As often as not, those on-site mitigation projects amount to weed-covered ditches ringed with cyclone fences. They’ve generally proven to be ineffective in offsetting the loss of natural wetlands that filter pollutants, corral flood waters and provide valuable wildlife habitat.

Instead, state officials believe large wetland mitigation banks offer a better alternative.

The wetland mitigation bank works basically like this: The “banker” spends money upfront to create, enhance or restore a wetland in a given area. Next, state and federal environmental regulators certify the bank and establish a service area.
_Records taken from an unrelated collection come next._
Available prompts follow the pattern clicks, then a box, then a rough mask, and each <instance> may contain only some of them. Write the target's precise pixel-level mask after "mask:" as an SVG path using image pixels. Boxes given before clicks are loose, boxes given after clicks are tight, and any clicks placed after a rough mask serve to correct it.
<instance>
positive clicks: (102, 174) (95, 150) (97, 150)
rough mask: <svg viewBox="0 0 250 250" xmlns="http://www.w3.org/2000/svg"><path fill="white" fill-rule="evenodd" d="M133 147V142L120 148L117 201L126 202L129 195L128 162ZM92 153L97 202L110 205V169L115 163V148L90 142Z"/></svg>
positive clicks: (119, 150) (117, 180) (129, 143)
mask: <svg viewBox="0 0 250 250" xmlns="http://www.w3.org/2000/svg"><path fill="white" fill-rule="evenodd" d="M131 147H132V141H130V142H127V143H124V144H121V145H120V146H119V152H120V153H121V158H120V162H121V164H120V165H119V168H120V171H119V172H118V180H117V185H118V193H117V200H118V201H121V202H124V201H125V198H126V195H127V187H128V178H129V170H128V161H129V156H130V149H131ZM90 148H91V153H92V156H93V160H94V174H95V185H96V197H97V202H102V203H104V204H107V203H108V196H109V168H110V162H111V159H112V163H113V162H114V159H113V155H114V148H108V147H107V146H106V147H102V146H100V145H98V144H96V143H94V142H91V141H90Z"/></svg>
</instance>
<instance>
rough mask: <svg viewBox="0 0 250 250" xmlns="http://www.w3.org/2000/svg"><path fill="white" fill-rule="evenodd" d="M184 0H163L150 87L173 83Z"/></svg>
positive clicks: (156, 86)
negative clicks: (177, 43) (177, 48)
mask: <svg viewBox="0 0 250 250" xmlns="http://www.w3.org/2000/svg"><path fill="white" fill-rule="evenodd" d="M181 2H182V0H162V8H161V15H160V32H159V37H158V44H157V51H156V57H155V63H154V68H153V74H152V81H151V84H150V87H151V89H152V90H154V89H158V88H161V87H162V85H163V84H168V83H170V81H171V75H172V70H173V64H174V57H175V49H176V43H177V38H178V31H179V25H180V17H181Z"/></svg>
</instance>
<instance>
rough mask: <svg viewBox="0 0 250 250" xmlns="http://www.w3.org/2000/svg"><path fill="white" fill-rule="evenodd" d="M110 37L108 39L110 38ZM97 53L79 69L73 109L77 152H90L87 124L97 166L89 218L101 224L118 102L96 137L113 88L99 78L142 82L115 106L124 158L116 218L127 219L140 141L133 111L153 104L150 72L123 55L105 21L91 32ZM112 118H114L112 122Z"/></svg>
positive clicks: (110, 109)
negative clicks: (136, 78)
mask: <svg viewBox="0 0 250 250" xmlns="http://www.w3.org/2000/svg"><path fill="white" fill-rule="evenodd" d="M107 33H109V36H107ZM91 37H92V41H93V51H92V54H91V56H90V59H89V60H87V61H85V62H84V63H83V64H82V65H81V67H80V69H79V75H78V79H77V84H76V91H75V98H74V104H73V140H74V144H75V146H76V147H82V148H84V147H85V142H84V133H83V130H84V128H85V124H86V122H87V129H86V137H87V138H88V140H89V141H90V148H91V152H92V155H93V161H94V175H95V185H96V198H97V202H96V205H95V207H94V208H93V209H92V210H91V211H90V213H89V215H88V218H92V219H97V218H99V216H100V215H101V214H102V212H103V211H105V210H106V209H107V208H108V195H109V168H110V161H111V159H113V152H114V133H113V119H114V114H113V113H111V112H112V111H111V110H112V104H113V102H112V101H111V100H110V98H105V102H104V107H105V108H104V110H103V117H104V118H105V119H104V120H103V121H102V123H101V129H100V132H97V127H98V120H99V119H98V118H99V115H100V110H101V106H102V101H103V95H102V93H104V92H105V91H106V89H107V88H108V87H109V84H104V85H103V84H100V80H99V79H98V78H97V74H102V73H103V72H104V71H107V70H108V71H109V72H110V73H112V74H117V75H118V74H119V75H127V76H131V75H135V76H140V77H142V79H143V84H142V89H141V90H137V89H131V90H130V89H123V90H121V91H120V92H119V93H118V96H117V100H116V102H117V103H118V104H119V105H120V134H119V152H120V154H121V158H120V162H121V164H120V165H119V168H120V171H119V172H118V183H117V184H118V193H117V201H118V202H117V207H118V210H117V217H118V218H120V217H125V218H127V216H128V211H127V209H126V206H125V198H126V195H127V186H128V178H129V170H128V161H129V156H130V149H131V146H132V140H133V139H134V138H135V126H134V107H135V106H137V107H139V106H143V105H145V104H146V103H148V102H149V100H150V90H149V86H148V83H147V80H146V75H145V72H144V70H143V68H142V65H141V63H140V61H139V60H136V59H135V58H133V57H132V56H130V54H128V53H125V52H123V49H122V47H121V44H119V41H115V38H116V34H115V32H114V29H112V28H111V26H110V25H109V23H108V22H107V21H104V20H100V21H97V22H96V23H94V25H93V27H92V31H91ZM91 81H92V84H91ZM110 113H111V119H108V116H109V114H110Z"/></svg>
Developers who drain or fill low-grade wetlands within that service area may offset the damage by buying “credit” from the bank.

The bank is then monitored and maintained forever through conservation easements stamped to the property records.

“You may be losing wetland functions in one area, but you’re replacing them with valuable wetlands in another,” said Curt Hart, a spokesman for the state Department of Ecology. “What we’re trying to look at here is, no net loss of wetland functions.”

The new Columbia River Wetland Mitigation Bank is the first approved under new state rules that took effect in September.

Its service area ranges along the Washington side of the Columbia River, from Bonneville Dam to Longview. The bank, which has already been certified by the Army Corps of Engineers and the state Department of Ecology, is expected to be certified by the Environmental Protection Agency later this week.